Tell me… how ugly is your bad data?

August 14, 2014

Best practices, Management, Methods

Ugly data

The adage ‘garbage-in-garbage-out’ is an analytics mantra so ingrained it has its own shorthand: GIGO. Yet, in the mad, blind rush toward all things ‘big data’, there is the danger of sidelining the crucial-but-dreary topic of data quality, to which GIGO refers.

While data quality is not as ‘sexy’ as big data, anyone who wants to work with big data or fancies themselves a data scientist will quickly run smack into a ‘big bad data wall’ without explicit forethought. The discipline of Master Data Management can help quell the pain – knowing the basics can avoid a world of ‘big hurt’!

Bad Data

You saw the terrifying movie, now buy the book!

Jurney, R. 2014. Agile Data Science. O’Reilly.Jurney, R. 2014. Agile Data Science. O’Reilly.

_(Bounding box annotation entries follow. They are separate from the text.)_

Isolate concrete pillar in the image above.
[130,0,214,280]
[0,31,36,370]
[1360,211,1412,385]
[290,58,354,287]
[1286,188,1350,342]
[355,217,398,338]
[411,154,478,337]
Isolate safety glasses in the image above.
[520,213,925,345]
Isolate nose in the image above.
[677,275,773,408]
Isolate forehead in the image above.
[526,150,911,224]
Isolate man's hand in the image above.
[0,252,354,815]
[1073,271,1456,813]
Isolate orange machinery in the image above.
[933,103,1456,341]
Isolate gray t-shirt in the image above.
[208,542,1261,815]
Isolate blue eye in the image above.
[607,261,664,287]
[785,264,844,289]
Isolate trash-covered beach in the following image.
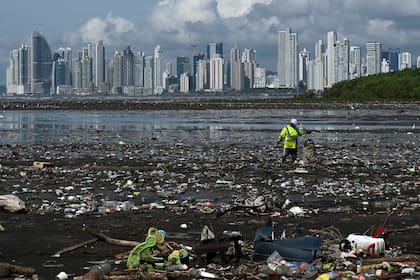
[0,101,420,279]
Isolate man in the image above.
[277,119,310,162]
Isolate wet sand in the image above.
[0,99,420,279]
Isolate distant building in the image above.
[230,47,244,90]
[398,52,412,70]
[277,29,298,88]
[210,55,225,91]
[366,42,381,76]
[153,45,164,94]
[30,31,52,94]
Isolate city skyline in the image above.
[0,0,420,84]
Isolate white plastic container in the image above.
[346,234,385,256]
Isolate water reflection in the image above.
[0,109,420,144]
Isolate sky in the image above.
[0,0,420,84]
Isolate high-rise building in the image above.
[334,38,350,83]
[207,43,223,60]
[242,49,257,88]
[195,59,210,91]
[192,52,205,90]
[176,56,191,87]
[30,31,52,94]
[366,42,381,76]
[398,52,412,70]
[153,45,164,94]
[94,40,105,92]
[326,31,337,87]
[298,49,310,88]
[122,46,134,87]
[254,67,267,88]
[144,55,154,94]
[210,55,225,91]
[349,46,362,79]
[134,52,144,88]
[277,29,298,88]
[179,72,190,93]
[230,46,244,90]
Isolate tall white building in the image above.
[254,67,267,88]
[349,46,362,79]
[94,40,105,92]
[366,42,381,76]
[326,31,337,87]
[153,45,164,94]
[298,49,310,87]
[195,59,210,91]
[210,55,225,91]
[143,55,154,94]
[180,71,190,93]
[334,38,350,83]
[398,52,412,70]
[277,29,298,88]
[230,46,244,90]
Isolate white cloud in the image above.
[64,13,136,45]
[217,0,272,18]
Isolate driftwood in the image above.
[0,262,36,275]
[86,228,141,247]
[52,238,99,258]
[363,255,420,265]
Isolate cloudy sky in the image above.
[0,0,420,84]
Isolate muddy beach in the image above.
[0,100,420,279]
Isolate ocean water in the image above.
[0,108,420,144]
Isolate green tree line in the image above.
[322,69,420,100]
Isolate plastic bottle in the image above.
[89,262,112,275]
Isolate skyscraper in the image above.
[31,31,52,94]
[95,40,105,92]
[326,31,337,87]
[349,46,362,79]
[176,56,191,88]
[230,46,244,90]
[134,52,144,88]
[242,49,257,88]
[144,55,154,94]
[334,38,350,83]
[398,52,412,70]
[210,55,224,91]
[192,52,205,90]
[366,42,381,76]
[122,46,134,87]
[277,29,298,88]
[298,49,310,88]
[153,45,163,94]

Tell me… how ugly is your bad data?

While fast evolving tools and techniques allow us to massage and manage sloppy data, when the rubber meets the road, at best, bad data poses fundamental challenges to an analytics inquiry. At worst, bad data results in misleading insights, which spawns poor, even destructive, decisions. Such perverse results can even remain hidden – decision flaws in-waiting – until disaster strikes.

A key point to assimilate, internalize, and imbibe is that data quality is only partially a technical problem. The scourge of bad data encompasses and often finds its very origins in organizational, as opposed to technical, challenges. At a fundamental level, data quality is thus an organizational challenge: one of governance, aligned incentives, proper processes, and even culture.

Business analytics itself is an organizational process: framing problems which can be addressed with data analysis which leads to insights that drive value-creating decisions.

  • Business analytics (beyond data science) is a process which addresses the coupling of problem framing, data management, and analytics to assure decision quality.
  • Want to know more? Online class on the business analytics process (developed by SARK7 for Accenture Academy)

Bad data thus encompasses situations where poor problem framing (a broken business analytics process) and breakdowns in organizational decision culture perpetuate poor analytics, such as the well-known case of the 1986 Challenger space shuttle disaster.

Excuse me, would you care for a big, steaming heap of bad data?

For those just getting started with analytics, it is often a shock how much time is spent on gathering, cleaning, sorting, and preparing data for analysis. Often there are several rounds of data cleaning as an analytics model evolves, leading to a rinse, wash, spin, repeat cycle.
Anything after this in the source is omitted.